Stop Demonising Muslims
The venomous media voices who think no Muslim is worth talking to
As government efforts to 'tackle' extremism flounder, it should beware the advice of armchair warriors and fantasists
Madeleine Bunting
Wednesday August 16, 2006
The Guardian
http://www.guardian.co.uk/commentisfree/story/0,,1851016,00.html
One could almost feel sorry for them. A minister like Ruth Kelly is wrenched from her bucket-and spade holiday on a rainy British beach with the kids to launch yet another push to "engage" with Muslims and to step up efforts to "tackle" extremism. A ministerial tour of nine cities to meet Muslims is announced.

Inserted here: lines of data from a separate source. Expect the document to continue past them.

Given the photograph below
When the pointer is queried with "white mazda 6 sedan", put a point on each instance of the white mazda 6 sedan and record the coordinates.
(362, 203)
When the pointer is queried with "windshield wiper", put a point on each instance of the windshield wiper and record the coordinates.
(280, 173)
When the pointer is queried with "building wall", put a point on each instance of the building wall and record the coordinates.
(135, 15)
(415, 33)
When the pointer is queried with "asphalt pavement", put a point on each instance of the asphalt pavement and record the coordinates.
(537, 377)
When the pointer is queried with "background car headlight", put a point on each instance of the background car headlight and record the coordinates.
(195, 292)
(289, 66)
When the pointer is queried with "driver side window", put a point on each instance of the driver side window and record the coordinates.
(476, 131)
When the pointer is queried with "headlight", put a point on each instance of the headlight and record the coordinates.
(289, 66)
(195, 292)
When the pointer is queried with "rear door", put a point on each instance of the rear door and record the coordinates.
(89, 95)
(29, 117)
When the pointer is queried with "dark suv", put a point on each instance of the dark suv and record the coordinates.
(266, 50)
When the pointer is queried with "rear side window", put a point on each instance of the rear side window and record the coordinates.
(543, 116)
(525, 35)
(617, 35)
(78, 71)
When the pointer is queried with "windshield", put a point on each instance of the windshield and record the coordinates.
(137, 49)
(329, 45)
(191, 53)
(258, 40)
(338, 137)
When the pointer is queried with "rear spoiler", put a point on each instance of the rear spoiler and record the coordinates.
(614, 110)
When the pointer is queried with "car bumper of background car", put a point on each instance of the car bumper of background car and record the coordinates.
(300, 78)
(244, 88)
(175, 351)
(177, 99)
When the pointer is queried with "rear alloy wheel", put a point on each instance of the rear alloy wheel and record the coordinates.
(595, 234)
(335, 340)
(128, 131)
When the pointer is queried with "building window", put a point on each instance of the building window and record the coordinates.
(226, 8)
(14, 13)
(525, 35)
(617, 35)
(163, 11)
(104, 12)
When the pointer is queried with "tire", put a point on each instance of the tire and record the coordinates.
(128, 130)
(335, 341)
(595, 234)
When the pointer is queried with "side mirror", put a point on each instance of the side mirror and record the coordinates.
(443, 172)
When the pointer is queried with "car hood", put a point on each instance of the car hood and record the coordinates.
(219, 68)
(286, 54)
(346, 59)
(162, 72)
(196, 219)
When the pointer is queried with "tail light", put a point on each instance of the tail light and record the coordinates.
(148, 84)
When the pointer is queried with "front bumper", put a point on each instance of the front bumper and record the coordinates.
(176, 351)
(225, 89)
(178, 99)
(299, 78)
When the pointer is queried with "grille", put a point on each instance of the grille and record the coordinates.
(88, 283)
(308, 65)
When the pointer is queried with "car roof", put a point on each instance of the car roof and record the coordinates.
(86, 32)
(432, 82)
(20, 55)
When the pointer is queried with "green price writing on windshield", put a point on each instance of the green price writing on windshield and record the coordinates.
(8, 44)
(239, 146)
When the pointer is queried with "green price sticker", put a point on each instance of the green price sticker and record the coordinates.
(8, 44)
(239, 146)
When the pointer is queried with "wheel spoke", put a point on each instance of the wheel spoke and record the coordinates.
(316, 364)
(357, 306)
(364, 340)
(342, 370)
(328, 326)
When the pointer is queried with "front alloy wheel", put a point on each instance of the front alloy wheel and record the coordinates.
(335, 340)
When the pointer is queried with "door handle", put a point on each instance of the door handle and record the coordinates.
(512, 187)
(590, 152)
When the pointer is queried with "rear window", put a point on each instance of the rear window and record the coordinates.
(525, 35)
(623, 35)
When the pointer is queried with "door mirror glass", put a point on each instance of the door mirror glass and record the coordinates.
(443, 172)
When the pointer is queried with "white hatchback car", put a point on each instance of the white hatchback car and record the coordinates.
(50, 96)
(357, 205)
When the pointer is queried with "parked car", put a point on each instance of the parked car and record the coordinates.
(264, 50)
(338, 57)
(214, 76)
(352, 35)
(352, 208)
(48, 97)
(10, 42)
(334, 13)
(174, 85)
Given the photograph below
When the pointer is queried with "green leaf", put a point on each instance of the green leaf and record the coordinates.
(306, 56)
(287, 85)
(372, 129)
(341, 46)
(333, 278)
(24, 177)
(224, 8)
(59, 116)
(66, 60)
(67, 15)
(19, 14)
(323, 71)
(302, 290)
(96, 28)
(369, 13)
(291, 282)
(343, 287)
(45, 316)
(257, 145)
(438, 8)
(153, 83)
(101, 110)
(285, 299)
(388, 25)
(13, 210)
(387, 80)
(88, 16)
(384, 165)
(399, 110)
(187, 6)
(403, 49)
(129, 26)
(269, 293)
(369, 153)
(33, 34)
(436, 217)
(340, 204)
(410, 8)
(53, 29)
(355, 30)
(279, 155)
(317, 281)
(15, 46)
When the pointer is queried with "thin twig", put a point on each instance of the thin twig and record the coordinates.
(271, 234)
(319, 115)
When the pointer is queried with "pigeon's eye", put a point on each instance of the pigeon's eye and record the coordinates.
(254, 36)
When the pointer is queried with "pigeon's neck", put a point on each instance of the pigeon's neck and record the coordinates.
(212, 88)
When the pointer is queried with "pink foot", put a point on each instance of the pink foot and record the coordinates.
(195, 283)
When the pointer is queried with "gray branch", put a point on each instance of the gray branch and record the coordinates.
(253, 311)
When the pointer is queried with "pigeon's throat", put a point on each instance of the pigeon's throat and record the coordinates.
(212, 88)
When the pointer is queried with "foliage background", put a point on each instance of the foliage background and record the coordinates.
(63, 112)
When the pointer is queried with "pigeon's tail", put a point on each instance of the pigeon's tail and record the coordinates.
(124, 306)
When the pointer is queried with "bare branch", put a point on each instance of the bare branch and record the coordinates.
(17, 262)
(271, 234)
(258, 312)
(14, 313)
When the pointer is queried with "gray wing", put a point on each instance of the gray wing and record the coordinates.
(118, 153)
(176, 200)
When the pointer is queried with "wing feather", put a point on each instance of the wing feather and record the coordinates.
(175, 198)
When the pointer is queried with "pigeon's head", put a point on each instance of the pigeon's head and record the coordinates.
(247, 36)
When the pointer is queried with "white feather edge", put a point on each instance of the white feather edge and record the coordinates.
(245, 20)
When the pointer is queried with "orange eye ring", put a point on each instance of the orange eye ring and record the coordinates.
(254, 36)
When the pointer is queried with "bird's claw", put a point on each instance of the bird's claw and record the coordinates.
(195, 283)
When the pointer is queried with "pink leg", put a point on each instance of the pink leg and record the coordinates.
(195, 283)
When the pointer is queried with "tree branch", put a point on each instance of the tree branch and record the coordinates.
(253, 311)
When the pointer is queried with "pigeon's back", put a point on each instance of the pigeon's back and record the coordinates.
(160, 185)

It's all designed to sound energetic and purposeful. We pay fat cabinet salaries and we want our politicians to sound like they are earning them. But in truth, beneath the rhetoric - an odd verbal combination of rugby tackles and romantic engagement - is a profound confusion in government policy as to what to do about British-grown Islamist terrorism, apart from large amounts of surveillance and frequent use of detention. Beyond that, the hearts-and-minds strategy is running on empty.
I've seen government ministers do "engagement": Paul Murphy, when he had the community-cohesion brief, listened carefully, answered questions patiently and got precisely nowhere. His young, angry Muslim audience heard him out but were profoundly cynical; their views didn't change a jot.
Events of the last few days will have immeasurably increased that cynicism: Muslim MPs and peers have been roundly ticked off by a succession of government ministers as if they were imperial vassals who should know their place. Yet they were simply stating the obvious - that British foreign policy is incubating (we can argue whether it's the root cause another time) Muslim extremism. Given that kind of opening salvo from her colleagues, perhaps Kelly should save herself the trouble and return to the beach for some more sandcastles and rock pools.
While she's there, the best thing she can do is to get a bit of perspective on a worn-out policy. Even more importantly, she would do well to take stock of a pernicious media onslaught in danger of spiralling out of control. The ministerial tours, the meetings with selected Muslims - most of whom are as baffled by Islamic extremism as ministers - were the responses to last summer's London bombings. The danger is that as the government's "community cohesion" policy flounders, there is no shortage of media commentators pouring out a flood of venomous advice on exactly why no Muslim is worth talking to anyway.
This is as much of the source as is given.